Recuerdo una historia de un joven atormentado que huyó de su casa. Había rechazado todas las invitaciones que su padre le había enviado para que volviera a su casa, para perdonarlo y para restaurar su relación. El muchacho había llegado al extremo que se burlaba de su padre y de su madre.
Un día llegó una carta que le decía que su padre estaba muerto. ¿Iría a casa para asistir al funeral? Al principio no quería, pero entonces pensó que sería una lástima no respetar un poco la memoria de un hombre tan bueno después de su muerte. Entonces, como una formalidad, tomó el tren y se fue a su antigua casa. Se sentó en todo el servicio del funeral, vio a que enterraran a su padre y volvió con el resto de los amigos a la casa, con su corazón tan frío y duro como siempre.

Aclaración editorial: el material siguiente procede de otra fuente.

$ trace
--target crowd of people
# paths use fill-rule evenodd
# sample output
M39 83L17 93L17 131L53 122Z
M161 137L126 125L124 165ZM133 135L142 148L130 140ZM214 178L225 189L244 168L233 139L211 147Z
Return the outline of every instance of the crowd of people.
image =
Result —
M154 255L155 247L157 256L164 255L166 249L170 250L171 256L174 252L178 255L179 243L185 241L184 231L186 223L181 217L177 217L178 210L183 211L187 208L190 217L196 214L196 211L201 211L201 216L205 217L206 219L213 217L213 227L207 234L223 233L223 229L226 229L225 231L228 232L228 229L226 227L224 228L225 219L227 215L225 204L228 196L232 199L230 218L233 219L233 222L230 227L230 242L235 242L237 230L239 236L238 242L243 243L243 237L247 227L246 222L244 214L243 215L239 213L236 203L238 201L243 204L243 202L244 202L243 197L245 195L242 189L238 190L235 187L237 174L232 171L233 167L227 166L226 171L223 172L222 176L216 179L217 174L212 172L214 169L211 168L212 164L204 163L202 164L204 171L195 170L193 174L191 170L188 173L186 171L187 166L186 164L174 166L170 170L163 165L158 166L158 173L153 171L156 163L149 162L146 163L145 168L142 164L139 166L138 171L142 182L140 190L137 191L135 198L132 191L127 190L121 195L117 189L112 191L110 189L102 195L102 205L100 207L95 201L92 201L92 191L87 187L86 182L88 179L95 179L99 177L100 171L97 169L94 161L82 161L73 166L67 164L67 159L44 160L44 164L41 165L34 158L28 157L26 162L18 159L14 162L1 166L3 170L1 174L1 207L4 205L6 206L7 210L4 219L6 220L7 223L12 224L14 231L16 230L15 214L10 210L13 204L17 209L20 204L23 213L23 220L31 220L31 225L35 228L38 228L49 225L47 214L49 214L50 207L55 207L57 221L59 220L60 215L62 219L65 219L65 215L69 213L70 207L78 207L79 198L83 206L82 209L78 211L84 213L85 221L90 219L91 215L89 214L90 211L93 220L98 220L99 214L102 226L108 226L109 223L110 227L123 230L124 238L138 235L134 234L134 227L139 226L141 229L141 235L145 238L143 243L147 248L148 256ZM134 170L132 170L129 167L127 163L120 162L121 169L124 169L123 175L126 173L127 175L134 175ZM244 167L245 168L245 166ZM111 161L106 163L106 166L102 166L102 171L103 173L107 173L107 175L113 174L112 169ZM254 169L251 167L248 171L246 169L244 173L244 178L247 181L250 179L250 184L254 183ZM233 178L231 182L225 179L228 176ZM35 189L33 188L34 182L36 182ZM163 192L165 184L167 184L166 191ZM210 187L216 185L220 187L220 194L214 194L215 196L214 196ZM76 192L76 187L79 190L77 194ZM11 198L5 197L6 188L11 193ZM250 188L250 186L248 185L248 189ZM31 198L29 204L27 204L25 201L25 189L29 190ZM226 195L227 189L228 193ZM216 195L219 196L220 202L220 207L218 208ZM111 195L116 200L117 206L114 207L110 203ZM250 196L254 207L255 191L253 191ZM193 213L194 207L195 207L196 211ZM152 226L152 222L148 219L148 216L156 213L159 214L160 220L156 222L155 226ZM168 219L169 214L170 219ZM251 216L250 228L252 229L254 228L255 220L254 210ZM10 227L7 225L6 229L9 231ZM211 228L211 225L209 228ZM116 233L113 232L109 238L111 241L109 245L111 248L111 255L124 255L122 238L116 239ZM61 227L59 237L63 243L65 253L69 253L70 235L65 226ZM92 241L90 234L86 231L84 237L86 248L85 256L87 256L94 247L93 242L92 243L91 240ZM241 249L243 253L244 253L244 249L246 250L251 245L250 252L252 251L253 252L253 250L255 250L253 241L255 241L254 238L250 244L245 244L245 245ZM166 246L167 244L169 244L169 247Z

Pero cuando sacaron el testamento del anciano, el hijo malagradecido se dio cuenta de que su padre se había acordado de él en el testamento y le había dejado una herencia, con los demás que no se habían descarriado. Esto quebrantó su corazón. Entonces se dio cuenta de que su padre nunca había dejado de amarlo.
Esta es precisamente la manera en que nuestro Padre en el cielo trata a sus hijos. Los ama a pesar de sus pecados y es el amor que, más que nada, trae a la gente obstinada y dura de corazón de regreso a Él.
El que no escatimó ni a su propio Hijo, sino que lo entregó por todos nosotros,
¿cómo no nos dará también con él todas las cosas?